Greg Frost has a thoughtful and necessary essay up at the Wild River Review, about having his new book, Lord Tophet*, shunned by one of the big chains (it could happen to you):
A few weeks ago, I found out that my latest book would not be carried by the Borders bookstore chain. Anywhere. At all. Worldwide. Not a single copy. Lest you think that the book did something bad to earn this treatment, the novel, Lord Tophet, is a lead title from Random House’s fantasy/science fiction imprint, Del Rey Books, the sequel to Shadowbridge, a novel that Borders did carry. In fact, Shadowbridge received glowing reviews and went back to print twice in its first six months. You might think, “Say, that’s kind of impressive.”
You might.
The reason Borders decided not to carry the new book is that, according to them, its predecessor didn’t sell "as well as anticipated." It sold; it just didn’t sell enough for Borders. What’s enough? I have absolutely no idea. Nobody else seems to, either.
He goes on to talk about the larger implications of such a system. Go forth and read it. Then, buy Greg’s book. (I just started Shadowbridge, and am greatly impressed thus far.)
*Yes, I realize the irony that I’m linking to Amazon, but I frequent our brick and mortar indie and Amazon alike. Your mileage may vary. And I fully support ordering from Powell’s or your local bookstore, but if you want an immediate impulse buy, the links are above.

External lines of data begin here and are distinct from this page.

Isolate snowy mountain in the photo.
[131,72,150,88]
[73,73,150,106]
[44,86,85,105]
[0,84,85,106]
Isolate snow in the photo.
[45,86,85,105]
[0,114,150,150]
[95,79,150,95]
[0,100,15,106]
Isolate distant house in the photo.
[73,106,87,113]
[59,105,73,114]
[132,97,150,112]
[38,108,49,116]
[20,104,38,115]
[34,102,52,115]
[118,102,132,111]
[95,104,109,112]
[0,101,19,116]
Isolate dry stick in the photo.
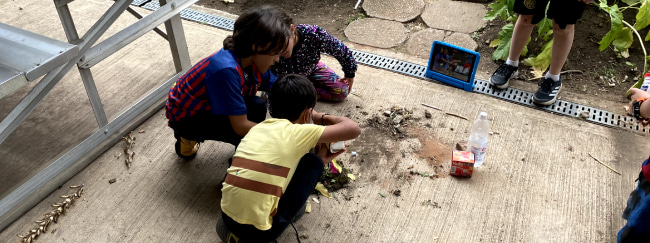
[445,112,469,121]
[588,153,621,175]
[529,70,582,81]
[422,103,469,121]
[422,103,442,111]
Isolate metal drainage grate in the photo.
[131,0,151,7]
[142,1,235,30]
[133,0,650,134]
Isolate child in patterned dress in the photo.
[271,24,357,101]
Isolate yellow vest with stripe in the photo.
[221,118,325,230]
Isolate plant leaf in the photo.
[634,1,650,30]
[492,23,515,61]
[490,39,501,48]
[612,27,634,52]
[598,4,623,51]
[521,37,533,56]
[537,18,553,41]
[523,39,554,71]
[483,0,508,21]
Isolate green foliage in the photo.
[483,0,515,21]
[492,23,515,61]
[523,39,553,71]
[622,0,641,6]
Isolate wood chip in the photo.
[422,103,442,111]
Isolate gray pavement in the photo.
[345,18,407,48]
[0,0,650,242]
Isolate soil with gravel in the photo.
[478,6,647,107]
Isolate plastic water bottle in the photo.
[641,73,650,91]
[467,112,490,167]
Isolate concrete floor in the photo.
[0,0,650,242]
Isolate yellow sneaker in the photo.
[174,137,200,159]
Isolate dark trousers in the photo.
[169,96,266,147]
[221,153,323,242]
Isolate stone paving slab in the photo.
[406,28,478,58]
[421,0,487,33]
[345,18,407,48]
[362,0,424,22]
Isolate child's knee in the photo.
[553,23,575,36]
[300,153,323,173]
[517,15,534,26]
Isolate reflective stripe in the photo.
[232,157,291,178]
[225,174,282,197]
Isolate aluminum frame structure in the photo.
[0,0,198,230]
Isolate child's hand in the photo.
[315,143,345,166]
[341,78,354,93]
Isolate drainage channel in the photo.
[131,0,650,134]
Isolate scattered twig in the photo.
[588,153,621,175]
[122,132,135,169]
[422,103,442,111]
[354,0,361,10]
[18,184,84,242]
[529,70,583,81]
[445,112,469,121]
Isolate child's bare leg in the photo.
[508,15,535,61]
[548,20,575,75]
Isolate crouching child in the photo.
[217,74,361,242]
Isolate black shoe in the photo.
[533,78,562,105]
[217,218,239,243]
[291,202,307,223]
[490,63,519,89]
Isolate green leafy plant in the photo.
[598,0,650,94]
[345,13,366,25]
[483,0,650,87]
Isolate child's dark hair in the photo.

Part of this is Borders’ implosion where they were out of cash so returned lots of stock so that they wouldn’t have to pay for it. Then they did a much smaller re-order and are keeping inventory levels much smaller and tighter.
We saw this with some of our books, even those which usually sell ~500 copies a year in Borders.
That makes total sense, now that you point it out. What a crazy system all this makes up.
Frost doesn’t give any NUMBERS.
TCO, how can you be sure that Frost has the numbers to give? Many authors don’t.